Although some of these cases are the result of children born to parents of two different countries, or of children born in a country recognizing birthright citizenship to parents with other nationalities, an increasing number of cases are the result of countries allowing their immigrants abroad to take on additional nationalities without endangering their nationality at birth. In these instances, immigrants’ countries of origin will not recognize the renunciation of loyalties pledged in the U.S. oath of citizenship–nationality in the country of origin is permanent and irrenunciable.

Ten Latin American countries–Brazil, Colombia, Costa Rica, the Dominican Republic, Ecuador, El Salvador, Mexico, Panama, Peru and Uruguay–recognize this form of dual nationality. Immigrants from these countries taking on U.S. citizenship do not lose their home country nationality. An additional number recognize a limited form of dual nationality shared only with treaty signatories–Guatemala, for instance, with other nations in Central America, and a number of countries with Spain. At least ten Caribbean basin nations–among them Antigua, Barbados, Belize, Dominica, Grenada, Jamaica, St. Kitts, St. Lucia, St. Vincent and the Grenadines, and Trinidad and Tobago–also recognize dual nationality, most of them since their independence.
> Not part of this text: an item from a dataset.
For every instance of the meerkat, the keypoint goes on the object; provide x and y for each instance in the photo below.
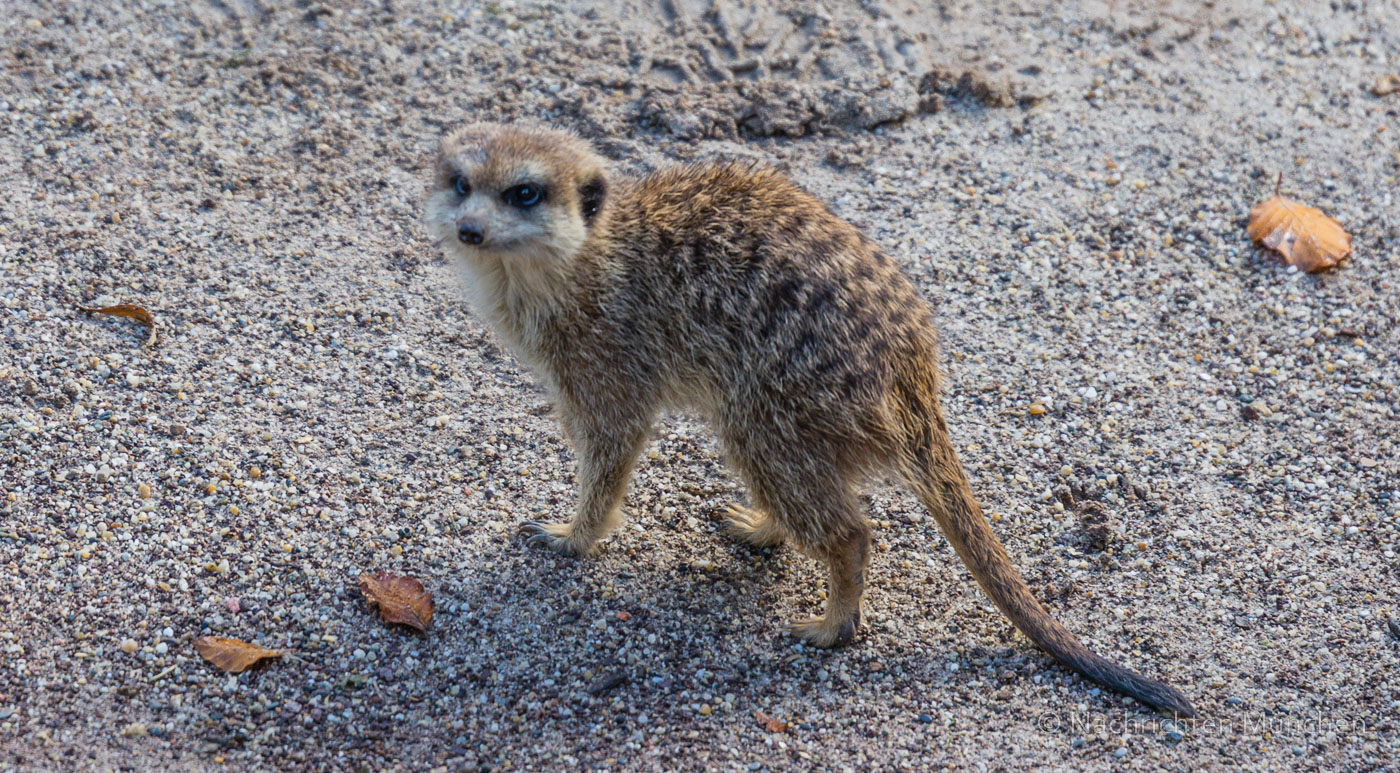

Increasingly, both U.S. and international law have evolved in the direction of increased ambiguity or outright tolerance in favor of dual nationality. For example, while an American citizen cannot take on or claim a formal attachment to another country, a citizen from another country may, upon taking on American citizenship, passively retain citizenship rights in that country if that other country does not recognize, or is indifferent to, the new attachment formed in the United States. Formally, then, the United States discourages dual nationality, while in practice pursuing a ‘don’t ask, don’t tell’ policy. The U.S. Immigration and Naturalization Service doesn’t like dual nationality, or approve of it, but they recognize it.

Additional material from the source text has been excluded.